Maximum Erasure Value

medium sliding window hash set

Problem

Given an array of positive integers, find the maximum sum of any contiguous subarray with all unique values.

Inputnums = [4,2,4,5,6]

Output17

Window [2,4,5,6] sums to 17.

nums

def maximum_unique_subarray(nums):
    seen = set()
    left = 0
    cur = best = 0
    for right, x in enumerate(nums):
        while x in seen:
            seen.remove(nums[left])
            cur -= nums[left]
            left += 1
        seen.add(x)
        cur += x
        best = max(best, cur)
    return best

function maximumUniqueSubarray(nums) {
  const seen = new Set();
  let left = 0, cur = 0, best = 0;
  for (let right = 0; right < nums.length; right++) {
    while (seen.has(nums[right])) {
      seen.delete(nums[left]);
      cur -= nums[left];
      left++;
    }
    seen.add(nums[right]);
    cur += nums[right];
    if (cur > best) best = cur;
  }
  return best;
}

class Solution {
    public int maximumUniqueSubarray(int[] nums) {
        Set<Integer> seen = new HashSet<>();
        int left = 0, cur = 0, best = 0;
        for (int right = 0; right < nums.length; right++) {
            while (!seen.add(nums[right])) {
                seen.remove(nums[left]);
                cur -= nums[left++];
            }
            cur += nums[right];
            best = Math.max(best, cur);
        }
        return best;
    }
}

int maximumUniqueSubarray(vector<int>& nums) {
    unordered_set<int> seen;
    int left = 0, cur = 0, best = 0;
    for (int right = 0; right < (int)nums.size(); right++) {
        while (seen.count(nums[right])) {
            seen.erase(nums[left]);
            cur -= nums[left++];
        }
        seen.insert(nums[right]);
        cur += nums[right];
        best = max(best, cur);
    }
    return best;
}

Explanation

We want the largest sum of a contiguous block where every value is unique. A sliding window with a seen set keeps exactly the elements currently in the window, guaranteeing no duplicates.

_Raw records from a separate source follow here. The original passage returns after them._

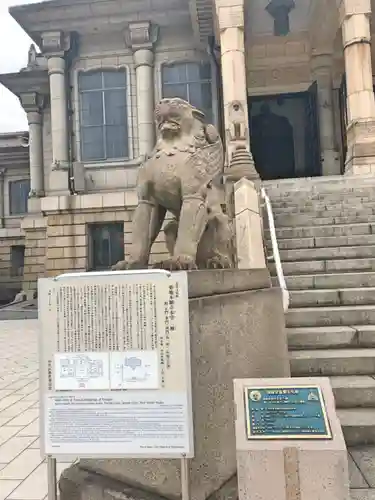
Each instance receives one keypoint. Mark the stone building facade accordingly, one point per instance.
(14, 190)
(294, 75)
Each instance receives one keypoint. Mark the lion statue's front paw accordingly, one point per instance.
(179, 263)
(219, 262)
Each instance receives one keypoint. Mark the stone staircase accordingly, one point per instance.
(326, 234)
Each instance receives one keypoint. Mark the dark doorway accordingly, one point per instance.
(285, 135)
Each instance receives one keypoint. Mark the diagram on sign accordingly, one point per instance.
(81, 371)
(134, 370)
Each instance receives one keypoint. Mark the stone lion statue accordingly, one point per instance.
(183, 175)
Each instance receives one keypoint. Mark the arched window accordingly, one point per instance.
(103, 115)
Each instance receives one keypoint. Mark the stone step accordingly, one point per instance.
(330, 316)
(358, 425)
(325, 266)
(340, 297)
(332, 212)
(332, 362)
(331, 337)
(354, 391)
(332, 242)
(329, 281)
(323, 231)
(327, 253)
(313, 220)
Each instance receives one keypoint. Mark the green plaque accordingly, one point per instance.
(289, 412)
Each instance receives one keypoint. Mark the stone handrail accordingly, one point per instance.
(275, 250)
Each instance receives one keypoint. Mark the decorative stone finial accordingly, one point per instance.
(241, 165)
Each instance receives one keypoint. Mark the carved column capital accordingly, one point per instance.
(55, 43)
(141, 35)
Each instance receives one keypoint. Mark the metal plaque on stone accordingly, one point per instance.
(115, 375)
(290, 412)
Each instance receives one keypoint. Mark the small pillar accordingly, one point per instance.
(322, 72)
(230, 19)
(249, 226)
(355, 22)
(141, 37)
(2, 197)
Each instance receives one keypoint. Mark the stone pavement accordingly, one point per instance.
(23, 474)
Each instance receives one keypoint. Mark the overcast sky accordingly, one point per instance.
(13, 56)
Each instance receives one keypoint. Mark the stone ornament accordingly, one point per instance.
(183, 175)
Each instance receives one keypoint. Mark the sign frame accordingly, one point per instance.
(45, 392)
(287, 437)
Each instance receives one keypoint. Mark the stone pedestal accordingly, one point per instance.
(277, 469)
(237, 330)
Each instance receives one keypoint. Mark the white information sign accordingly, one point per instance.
(115, 365)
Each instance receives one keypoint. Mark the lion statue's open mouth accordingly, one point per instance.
(169, 126)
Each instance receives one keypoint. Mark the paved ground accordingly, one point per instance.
(23, 474)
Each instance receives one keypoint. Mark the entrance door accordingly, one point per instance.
(285, 135)
(313, 160)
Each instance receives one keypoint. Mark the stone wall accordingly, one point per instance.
(59, 242)
(10, 283)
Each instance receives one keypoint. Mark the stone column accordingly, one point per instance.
(32, 103)
(2, 197)
(355, 24)
(230, 20)
(55, 44)
(141, 37)
(322, 73)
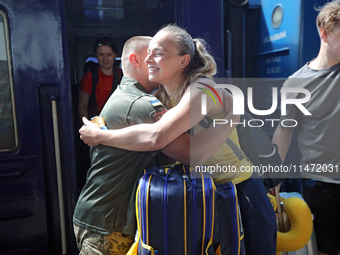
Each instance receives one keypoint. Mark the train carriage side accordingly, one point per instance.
(37, 179)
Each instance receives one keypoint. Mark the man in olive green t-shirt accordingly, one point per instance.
(104, 217)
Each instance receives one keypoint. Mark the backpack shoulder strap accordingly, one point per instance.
(92, 101)
(117, 75)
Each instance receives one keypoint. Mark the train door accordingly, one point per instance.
(37, 179)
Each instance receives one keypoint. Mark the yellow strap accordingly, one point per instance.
(137, 211)
(151, 249)
(213, 213)
(185, 216)
(204, 211)
(238, 221)
(147, 211)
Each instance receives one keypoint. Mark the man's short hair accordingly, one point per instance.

We move the right pointer over each value x. Before adding it, while x is already in seen, we shrink from the left: remove nums[left] from the set, subtract it from the running sum cur, and advance left. This evicts the old copy of x.

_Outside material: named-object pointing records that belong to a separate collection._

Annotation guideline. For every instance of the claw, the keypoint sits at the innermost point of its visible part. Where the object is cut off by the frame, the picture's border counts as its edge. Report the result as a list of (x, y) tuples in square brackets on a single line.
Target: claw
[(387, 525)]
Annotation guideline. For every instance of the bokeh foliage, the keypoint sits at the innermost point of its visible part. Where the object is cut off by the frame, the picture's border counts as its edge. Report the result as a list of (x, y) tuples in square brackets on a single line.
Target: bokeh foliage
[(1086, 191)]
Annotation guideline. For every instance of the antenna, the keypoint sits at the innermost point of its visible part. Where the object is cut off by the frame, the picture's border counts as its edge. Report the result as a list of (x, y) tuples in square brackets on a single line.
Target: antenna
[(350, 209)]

Once the duplicate is gone we add x to the set and to cur, then update best with the largest window sum seen so far.

Example: nums = [4,2,4,5,6]. When the second 4 arrives, the window shrinks past the first 4. The window then becomes [2,4,5,6] with all-unique values summing to 17, which is the answer.

Each element is added and removed at most once, so the algorithm is linear time, using extra space for the set.

Time: O(n) Space: O(n)